Nahh, I thought without much conviction. He has to be either dead, dying, or one very sick spider. Doesn’t he? Yeah, certainly, I said to myself, not at all certain.
The next day I went to the library to try to discover what sort of beast we had lurking in our heating system. I mean, one of the most important elements of warfare is to know the enemy. And this was, as far as I was concerned, war.

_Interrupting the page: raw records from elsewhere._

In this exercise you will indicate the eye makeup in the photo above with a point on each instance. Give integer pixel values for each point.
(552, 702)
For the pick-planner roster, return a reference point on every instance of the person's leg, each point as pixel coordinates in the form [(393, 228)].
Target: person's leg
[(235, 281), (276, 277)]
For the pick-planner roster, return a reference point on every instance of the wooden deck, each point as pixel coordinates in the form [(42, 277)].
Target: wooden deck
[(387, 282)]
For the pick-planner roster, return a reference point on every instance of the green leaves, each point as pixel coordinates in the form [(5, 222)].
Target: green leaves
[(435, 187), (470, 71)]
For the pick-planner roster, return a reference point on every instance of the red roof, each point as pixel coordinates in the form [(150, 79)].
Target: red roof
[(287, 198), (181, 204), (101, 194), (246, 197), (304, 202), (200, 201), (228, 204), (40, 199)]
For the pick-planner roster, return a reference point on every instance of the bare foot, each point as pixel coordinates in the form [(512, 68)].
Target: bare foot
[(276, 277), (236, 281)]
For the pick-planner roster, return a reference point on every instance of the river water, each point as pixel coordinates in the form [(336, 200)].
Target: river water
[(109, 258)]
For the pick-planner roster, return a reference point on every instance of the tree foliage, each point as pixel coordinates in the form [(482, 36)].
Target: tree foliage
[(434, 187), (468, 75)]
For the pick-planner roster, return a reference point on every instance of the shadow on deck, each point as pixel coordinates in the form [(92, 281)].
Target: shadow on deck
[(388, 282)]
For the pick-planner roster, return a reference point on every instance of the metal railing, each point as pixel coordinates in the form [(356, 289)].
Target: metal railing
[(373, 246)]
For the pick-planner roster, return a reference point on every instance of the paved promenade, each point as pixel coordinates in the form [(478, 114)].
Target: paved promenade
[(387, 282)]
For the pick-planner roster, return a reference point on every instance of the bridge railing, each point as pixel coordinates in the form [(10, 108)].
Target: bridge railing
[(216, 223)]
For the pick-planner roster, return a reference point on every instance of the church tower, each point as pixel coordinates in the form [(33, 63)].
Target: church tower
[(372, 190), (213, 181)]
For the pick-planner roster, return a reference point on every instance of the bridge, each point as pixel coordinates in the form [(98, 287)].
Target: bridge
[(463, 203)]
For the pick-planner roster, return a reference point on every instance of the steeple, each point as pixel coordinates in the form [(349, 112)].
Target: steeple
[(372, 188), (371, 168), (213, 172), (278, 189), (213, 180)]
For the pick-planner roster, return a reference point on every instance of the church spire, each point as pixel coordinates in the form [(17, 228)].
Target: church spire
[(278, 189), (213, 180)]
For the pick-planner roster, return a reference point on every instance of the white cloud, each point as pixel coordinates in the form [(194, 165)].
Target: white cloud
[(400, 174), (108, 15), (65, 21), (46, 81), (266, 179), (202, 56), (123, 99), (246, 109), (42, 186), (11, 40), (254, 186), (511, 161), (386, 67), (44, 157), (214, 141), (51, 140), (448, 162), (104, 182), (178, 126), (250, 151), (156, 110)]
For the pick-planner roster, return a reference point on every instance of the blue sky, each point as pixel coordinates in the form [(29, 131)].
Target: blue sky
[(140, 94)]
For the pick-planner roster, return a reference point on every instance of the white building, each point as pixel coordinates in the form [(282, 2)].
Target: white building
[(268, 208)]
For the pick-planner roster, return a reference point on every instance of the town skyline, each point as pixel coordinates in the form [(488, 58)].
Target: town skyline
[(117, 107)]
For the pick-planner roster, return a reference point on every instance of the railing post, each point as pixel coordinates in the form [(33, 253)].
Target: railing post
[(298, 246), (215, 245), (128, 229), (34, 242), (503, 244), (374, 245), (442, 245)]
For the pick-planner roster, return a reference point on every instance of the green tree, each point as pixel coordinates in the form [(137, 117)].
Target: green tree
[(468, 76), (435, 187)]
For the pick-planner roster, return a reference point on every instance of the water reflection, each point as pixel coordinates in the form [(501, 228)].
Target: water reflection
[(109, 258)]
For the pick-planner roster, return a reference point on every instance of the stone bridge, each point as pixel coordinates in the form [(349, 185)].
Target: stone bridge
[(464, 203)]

I learned: that most spiders are web spinners, or at least use their silk mainly to capture prey; that all spiders are venomous, but in the temperate zones not to a degree dangerous to man with the exception of the small brown violin spider and the black widow, and even these two cause death in less than 5% of the people bitten (Why did I find 5% not a very reassuring statistic?); that spiders are not insects at all but of the order Arachnida, another member of which is the scorpion (Why was I not reassured by the fact that I sprayed insecticide on a non-insect?); that there is a small group of spiders, the genus Lycosa (Greek for “wolf”), called hunters, which rely on speed to capture prey, the best known member of which is the tarantula (Why was I not reassured by the fact that a possible cousin of my foe was a tarantula?); that the picture of one such hunter, looking remarkably like our tenant, was called a Brazilian wolf spider.
At that point my mind froze with all the implications: Brazilian? Not a creature of temperate zones then, and therefore potentially hazardous to my and my wife’s health. How did he get here? On a banana boat? And nowhere in the literature did it ever say that hunters and wolf spiders live anywhere but outside in nature. So why did this one choose to live in a house, especially my house? And what if he’s not dead? And in only a short while the weather could change and the temperature drop, and we’ll have to turn on our furnace and open the vents . . . or freeze to death . . . or move.
And what if the insecticide not only didn’t kill him or make him sick, but only made him angry? And what if, as I was staring at him, he was staring at me and etching my features in his lupine mind? And what if a Brazilian wolf spider has the memory of an elephant?
And what if he’s not a he, but a she, and she’s going to have babies? Hundreds of babies. And she raises them all with a vengeance?
I have to learn more, find a bigger book, one that’s all about wolf spiders. Because every night now, all night long, I hear her howling in my dreams, howling in my heart, howling in my heat vents . . . and it’s nearing the end of October.